Urban-farm rules pass Durham council
City Council members have approved an ordinance that loosens restrictions on farming and the placement of farmers’ markets within the city limits.
The 6-0 vote completed work on an ordinance that started last year after organizers of the South Durham Farmers’ Market complained they were having trouble finding a place to set up shop.
The new rules allow markets to operate on any land zoned for business use, and in residential zones when they can find a church, school or governmental facility that’s willing to host them.
South Durham market leaders welcomed the change, though they wound up opening last year on Saturdays at the Greenwood Commons Shopping Center along N.C. 55.
“We believe it is vital to agriculture in Durham, both rural and urban, that farmers’ markets be allowed as close to residential neighborhoods – where people live – as possible,” Pete Schubert, a spokesman for the South Durham market, told council members before they approved the ordinance on a 6-0 vote.
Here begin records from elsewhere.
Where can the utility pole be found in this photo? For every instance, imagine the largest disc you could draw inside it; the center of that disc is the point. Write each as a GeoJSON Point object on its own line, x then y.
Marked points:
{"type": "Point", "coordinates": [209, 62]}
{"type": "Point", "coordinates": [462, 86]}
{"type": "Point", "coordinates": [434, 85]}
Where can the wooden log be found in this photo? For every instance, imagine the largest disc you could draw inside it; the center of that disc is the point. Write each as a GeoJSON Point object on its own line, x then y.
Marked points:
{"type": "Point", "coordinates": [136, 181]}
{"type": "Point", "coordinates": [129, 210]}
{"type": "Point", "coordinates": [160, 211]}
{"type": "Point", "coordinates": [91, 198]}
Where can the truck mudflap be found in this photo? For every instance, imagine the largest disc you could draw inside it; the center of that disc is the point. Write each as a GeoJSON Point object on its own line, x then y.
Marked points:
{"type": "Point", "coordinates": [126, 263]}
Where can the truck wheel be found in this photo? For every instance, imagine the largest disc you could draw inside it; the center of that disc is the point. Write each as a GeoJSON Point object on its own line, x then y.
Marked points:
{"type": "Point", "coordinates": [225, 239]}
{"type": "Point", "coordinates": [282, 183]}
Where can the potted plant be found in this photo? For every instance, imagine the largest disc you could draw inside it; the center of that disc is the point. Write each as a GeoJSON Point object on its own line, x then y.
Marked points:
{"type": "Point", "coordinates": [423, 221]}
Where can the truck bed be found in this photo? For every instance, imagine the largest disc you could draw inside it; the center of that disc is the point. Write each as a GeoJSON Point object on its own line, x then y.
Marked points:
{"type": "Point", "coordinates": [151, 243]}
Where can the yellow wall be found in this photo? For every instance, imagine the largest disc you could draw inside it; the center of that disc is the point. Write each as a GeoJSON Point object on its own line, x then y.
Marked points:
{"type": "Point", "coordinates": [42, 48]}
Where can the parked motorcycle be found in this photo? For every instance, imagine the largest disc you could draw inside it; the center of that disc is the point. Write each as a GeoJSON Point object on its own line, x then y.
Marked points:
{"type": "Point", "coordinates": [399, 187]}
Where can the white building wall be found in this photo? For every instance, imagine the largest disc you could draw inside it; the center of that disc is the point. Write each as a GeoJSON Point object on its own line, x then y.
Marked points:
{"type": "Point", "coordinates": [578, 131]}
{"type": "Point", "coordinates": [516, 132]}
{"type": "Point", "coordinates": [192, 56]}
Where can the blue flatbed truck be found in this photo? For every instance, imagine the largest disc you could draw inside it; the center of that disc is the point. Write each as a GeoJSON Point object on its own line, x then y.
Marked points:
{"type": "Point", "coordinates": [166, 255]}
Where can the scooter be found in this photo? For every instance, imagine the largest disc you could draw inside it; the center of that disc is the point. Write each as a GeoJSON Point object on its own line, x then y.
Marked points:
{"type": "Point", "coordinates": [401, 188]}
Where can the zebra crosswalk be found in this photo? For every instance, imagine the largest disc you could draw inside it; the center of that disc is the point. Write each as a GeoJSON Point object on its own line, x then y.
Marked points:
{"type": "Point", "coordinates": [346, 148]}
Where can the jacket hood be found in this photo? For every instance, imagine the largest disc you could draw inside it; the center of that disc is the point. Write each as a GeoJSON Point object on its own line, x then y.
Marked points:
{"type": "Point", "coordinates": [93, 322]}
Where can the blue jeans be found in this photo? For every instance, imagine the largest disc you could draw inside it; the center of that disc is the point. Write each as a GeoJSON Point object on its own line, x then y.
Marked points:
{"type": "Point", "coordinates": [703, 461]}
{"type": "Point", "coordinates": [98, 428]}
The new rules also allow commercial crop production throughout the city, removing controls that previously limited it to rural areas on its fringes.
Both moves put the council on the side of the “local food” movement, which argues that it’s better to grow crops locally than truck them in from the other side of the country.
“This is a great step forward,” said Councilman Steve Schewel, acknowledging that more changes to Durham’s farming rules could be in store.
Officials have fielded requests that they loosen curbs on “aquaponics,” composting and the sale of craft goods at farmers’ markets.
Aquaponics is an offshoot of farming touted by researchers at N.C. State University that combines the growing of fish and crops in water.
Doing as fish do, they convert food into the nutrients the crops need to thrive and can also be sold to consumers, Senior Planner Michael Stock said.
The city for now bars aquaponics, but council members said the City/County Planning Department should look into future rules changes that would allow such operations.
“We just wanted to take a little more time to be sure that where we would allow it, it’s done in an appropriate manner,” Stock said, explaining why planners didn’t rule the issue into the same bill as the changes for farmers’ markets and urban farms.
Similarly, council members signaled that they’re willing to consider loosening limits on where businesses can produce compost for sale and to revisit the crafts issue.
Local-food advocates want craft sales allowed at markets to strengthen the markets’ finances. But city/county planners worry that a badly written rules package would allow flea markets to emerge.
Council members agreed that the changes approved so far were an appropriate “quick fix” to some of the problems the South Durham Farmers’ Market ran into.
In farming, “you have to plow to the end of the row,” Councilman Eugene Brown said. “We’re not quite there at the end of the row of this ordinance, but I think we’ve made enough progress that we can move forward.”